The Europeans live in the big cities we want to visit so it makes sense they want to go someplace else, especially when we come to town! Spain IS Florida to most Brits, so long as it has an airport, some kind of accommodation to choose from and predictably bright and sunny weather with beaches and surf to enjoy they're all over it, from Sitges to Malaga, Alicante and back. Americans go to Egypt for the pyramids; the Europeans have already been so they hideaway by the sea at Sharm El-Sheikh, again soaking up the sun before heading north to home and the gloom of winter.
But back to Bodrum. Right by the Mediterranean, Bodrum offers a 13,000 seat amphitheater, a huge crusader era Castle of the Knights of St. John and the remnants of the Great Mausoleum, one of the seven ancient wonders of the world. All that plus sun and sand, too? Hell, few American vacation companies would even offer something this exotic and out of the way. American Express' website couldn't even spell B-o-d-r-u-m! The question is, how to get there on the cheap from this side of the Atlantic?

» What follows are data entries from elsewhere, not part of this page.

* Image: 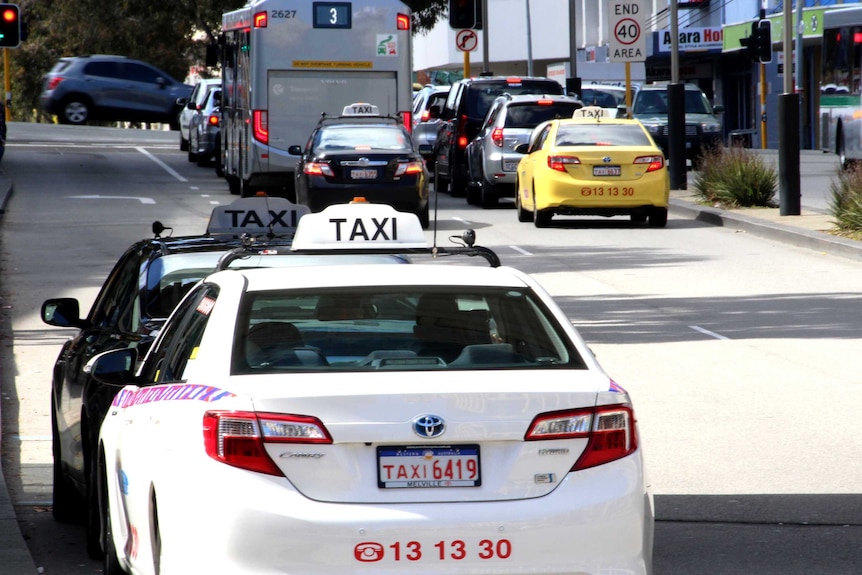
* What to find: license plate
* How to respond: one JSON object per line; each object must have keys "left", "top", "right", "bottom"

{"left": 593, "top": 165, "right": 621, "bottom": 176}
{"left": 351, "top": 169, "right": 378, "bottom": 179}
{"left": 503, "top": 160, "right": 519, "bottom": 171}
{"left": 377, "top": 445, "right": 481, "bottom": 488}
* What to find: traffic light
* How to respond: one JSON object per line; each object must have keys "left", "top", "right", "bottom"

{"left": 739, "top": 19, "right": 771, "bottom": 63}
{"left": 0, "top": 4, "right": 20, "bottom": 48}
{"left": 754, "top": 19, "right": 772, "bottom": 63}
{"left": 449, "top": 0, "right": 482, "bottom": 30}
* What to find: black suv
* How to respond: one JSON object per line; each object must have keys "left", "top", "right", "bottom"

{"left": 434, "top": 75, "right": 564, "bottom": 196}
{"left": 630, "top": 83, "right": 724, "bottom": 166}
{"left": 39, "top": 55, "right": 193, "bottom": 127}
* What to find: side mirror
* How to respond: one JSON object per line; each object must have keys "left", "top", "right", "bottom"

{"left": 427, "top": 106, "right": 440, "bottom": 120}
{"left": 41, "top": 298, "right": 87, "bottom": 329}
{"left": 84, "top": 348, "right": 138, "bottom": 387}
{"left": 176, "top": 97, "right": 188, "bottom": 107}
{"left": 417, "top": 144, "right": 433, "bottom": 156}
{"left": 713, "top": 104, "right": 725, "bottom": 114}
{"left": 287, "top": 145, "right": 303, "bottom": 155}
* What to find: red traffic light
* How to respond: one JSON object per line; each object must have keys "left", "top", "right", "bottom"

{"left": 0, "top": 4, "right": 20, "bottom": 47}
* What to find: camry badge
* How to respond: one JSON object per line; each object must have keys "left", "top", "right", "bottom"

{"left": 413, "top": 414, "right": 445, "bottom": 438}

The airport code is "BJV" and airfare alone through Travelocity from Chicago for travel on July 1st and back on the 15th started at $2,111 round trip on Turkish Airlines with one 2.5 hour stopover in Istanbul. Expensive but far easier to get to than previously thought. To assuage any third-world visions of what this region of Turkey must be like, the airport is only 20 miles north of town, it opened a new international terminal in 2000, boasts a 9,500 ft. concrete runway and is served by some 40 different airlines!

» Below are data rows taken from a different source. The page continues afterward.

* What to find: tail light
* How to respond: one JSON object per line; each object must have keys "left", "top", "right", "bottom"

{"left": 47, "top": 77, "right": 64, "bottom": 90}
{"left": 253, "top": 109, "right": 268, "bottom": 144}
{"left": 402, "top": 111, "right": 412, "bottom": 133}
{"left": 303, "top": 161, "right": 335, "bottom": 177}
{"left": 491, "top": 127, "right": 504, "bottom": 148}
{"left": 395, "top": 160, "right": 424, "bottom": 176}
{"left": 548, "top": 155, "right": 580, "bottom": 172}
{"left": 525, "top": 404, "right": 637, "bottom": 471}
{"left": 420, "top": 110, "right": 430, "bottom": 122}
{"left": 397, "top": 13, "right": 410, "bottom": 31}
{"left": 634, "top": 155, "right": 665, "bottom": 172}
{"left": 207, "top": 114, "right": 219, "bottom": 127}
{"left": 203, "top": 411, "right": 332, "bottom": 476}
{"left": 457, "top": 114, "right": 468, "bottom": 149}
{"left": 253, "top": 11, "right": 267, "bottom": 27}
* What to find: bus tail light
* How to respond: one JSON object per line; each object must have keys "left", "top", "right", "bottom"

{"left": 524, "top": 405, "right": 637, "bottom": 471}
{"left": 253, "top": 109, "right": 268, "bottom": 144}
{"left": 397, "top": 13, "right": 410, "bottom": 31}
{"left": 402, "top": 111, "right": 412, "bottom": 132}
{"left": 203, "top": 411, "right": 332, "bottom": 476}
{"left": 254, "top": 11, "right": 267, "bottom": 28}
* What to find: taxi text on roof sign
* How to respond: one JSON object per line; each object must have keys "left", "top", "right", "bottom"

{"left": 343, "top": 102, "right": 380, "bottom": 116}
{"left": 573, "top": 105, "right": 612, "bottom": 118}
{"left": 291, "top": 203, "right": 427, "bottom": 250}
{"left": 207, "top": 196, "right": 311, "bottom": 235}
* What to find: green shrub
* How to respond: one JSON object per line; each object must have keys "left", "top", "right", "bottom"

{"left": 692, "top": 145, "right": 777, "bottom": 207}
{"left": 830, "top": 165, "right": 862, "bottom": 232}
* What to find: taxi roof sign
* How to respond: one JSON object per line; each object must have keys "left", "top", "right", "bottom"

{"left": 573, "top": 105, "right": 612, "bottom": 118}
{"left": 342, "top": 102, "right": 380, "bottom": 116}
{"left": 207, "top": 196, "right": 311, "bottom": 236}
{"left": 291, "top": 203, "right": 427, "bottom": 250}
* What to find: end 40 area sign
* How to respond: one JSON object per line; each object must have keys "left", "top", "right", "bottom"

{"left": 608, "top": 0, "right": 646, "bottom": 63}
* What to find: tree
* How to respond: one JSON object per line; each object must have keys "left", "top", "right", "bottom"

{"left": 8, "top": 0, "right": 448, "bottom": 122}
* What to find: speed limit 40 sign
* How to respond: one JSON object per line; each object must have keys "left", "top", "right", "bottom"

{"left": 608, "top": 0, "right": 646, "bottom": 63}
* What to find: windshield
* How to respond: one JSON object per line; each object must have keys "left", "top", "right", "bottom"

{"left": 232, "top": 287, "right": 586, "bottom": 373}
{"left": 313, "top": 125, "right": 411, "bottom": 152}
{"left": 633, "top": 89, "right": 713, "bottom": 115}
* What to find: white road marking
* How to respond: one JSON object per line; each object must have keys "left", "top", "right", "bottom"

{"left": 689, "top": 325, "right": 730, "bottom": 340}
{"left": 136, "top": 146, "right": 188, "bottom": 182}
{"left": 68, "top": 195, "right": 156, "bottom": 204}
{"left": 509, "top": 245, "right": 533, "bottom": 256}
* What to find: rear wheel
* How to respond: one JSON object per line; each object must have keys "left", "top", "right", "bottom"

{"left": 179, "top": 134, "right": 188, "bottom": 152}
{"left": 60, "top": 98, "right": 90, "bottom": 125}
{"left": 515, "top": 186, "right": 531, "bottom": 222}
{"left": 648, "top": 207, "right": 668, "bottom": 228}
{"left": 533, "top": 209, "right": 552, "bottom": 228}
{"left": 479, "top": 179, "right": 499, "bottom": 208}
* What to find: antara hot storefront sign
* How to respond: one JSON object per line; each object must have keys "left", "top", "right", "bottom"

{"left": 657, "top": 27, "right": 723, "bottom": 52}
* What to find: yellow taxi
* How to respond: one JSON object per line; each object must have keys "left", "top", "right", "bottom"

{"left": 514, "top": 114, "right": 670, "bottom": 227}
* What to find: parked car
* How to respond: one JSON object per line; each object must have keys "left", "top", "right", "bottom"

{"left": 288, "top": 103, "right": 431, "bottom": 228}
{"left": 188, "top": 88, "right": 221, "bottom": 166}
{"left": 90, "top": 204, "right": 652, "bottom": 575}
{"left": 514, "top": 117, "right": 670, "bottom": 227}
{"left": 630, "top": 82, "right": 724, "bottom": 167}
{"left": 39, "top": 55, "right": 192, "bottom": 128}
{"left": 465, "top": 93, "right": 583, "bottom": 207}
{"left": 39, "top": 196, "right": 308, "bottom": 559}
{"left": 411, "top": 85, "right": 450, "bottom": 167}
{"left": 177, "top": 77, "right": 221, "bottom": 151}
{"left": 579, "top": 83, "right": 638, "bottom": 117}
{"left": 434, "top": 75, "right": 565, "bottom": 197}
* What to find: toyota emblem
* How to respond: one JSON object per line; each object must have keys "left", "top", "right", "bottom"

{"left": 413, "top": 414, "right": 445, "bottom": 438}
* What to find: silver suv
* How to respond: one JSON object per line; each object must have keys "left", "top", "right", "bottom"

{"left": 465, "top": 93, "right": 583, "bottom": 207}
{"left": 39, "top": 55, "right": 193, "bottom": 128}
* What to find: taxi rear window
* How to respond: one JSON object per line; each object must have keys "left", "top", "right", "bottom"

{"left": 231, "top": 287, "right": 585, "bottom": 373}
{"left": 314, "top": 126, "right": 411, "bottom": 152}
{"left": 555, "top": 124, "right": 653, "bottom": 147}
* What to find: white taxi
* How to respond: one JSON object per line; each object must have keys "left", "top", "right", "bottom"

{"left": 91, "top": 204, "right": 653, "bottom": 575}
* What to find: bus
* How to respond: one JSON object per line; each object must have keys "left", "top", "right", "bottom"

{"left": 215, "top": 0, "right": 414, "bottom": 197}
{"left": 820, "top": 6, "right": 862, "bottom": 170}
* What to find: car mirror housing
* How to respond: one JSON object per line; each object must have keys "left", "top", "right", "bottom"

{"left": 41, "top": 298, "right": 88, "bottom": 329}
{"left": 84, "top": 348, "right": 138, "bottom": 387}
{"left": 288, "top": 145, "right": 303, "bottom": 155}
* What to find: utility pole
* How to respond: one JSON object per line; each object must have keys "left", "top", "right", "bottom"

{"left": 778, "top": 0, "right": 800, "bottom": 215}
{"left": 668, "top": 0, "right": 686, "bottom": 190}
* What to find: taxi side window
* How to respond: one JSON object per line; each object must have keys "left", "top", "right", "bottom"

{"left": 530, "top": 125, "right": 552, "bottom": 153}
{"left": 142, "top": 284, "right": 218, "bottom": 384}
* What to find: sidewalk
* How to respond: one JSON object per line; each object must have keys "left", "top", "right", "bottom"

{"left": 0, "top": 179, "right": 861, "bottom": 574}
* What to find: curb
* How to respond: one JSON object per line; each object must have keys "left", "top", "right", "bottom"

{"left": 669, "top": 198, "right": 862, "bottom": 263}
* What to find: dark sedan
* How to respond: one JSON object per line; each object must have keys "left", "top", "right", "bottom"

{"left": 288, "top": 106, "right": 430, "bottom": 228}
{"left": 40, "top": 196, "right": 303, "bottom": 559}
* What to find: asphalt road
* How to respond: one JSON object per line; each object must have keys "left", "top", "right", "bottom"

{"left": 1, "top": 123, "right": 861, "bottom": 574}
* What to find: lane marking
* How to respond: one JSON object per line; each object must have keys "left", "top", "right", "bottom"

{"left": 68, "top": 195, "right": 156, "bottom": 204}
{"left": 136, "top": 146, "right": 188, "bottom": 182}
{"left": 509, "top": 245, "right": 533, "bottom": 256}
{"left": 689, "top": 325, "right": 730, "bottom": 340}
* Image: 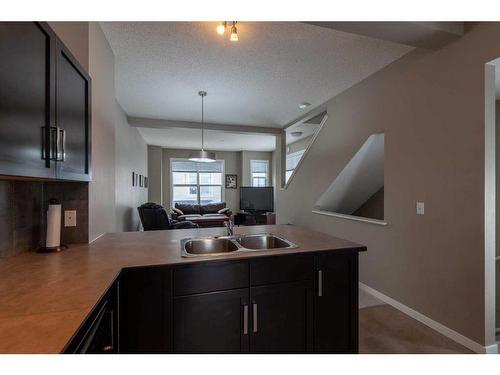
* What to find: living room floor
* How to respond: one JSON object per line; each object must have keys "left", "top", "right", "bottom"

{"left": 358, "top": 289, "right": 473, "bottom": 354}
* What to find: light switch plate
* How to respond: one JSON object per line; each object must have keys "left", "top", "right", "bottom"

{"left": 416, "top": 202, "right": 425, "bottom": 215}
{"left": 64, "top": 210, "right": 77, "bottom": 227}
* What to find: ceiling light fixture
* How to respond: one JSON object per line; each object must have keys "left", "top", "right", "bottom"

{"left": 189, "top": 91, "right": 216, "bottom": 163}
{"left": 216, "top": 22, "right": 226, "bottom": 35}
{"left": 299, "top": 102, "right": 311, "bottom": 109}
{"left": 230, "top": 22, "right": 239, "bottom": 42}
{"left": 216, "top": 21, "right": 239, "bottom": 41}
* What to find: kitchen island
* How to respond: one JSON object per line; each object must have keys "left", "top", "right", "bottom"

{"left": 0, "top": 224, "right": 366, "bottom": 354}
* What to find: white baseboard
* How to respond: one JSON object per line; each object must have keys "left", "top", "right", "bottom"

{"left": 359, "top": 282, "right": 498, "bottom": 354}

By comparison, using the same days of travel, a roundtrip ticket from Chicago to London started at $878 on American Airlines. Searching Monarch Holidays from the UK, a seven-night Bodrum package including air leaving on July 3rd and returning to London on the 11th produced five pages of options ranging from $365 at the budget Delta Hotel to $1,750 per person at the top end Kempinski Barbaros Bay pictured above. That includes flights on Monarch Air, the house airline in operation since 1960 and offering Boeing and Airbus equipment to over 100 destinations worldwide, plus the hotel. Uh, and did you also notice the four extra days in London, too? Those hotel nights are not included but at the low end hotel choice the savings is still an amazing $868 over the Turkish Airlines fare alone.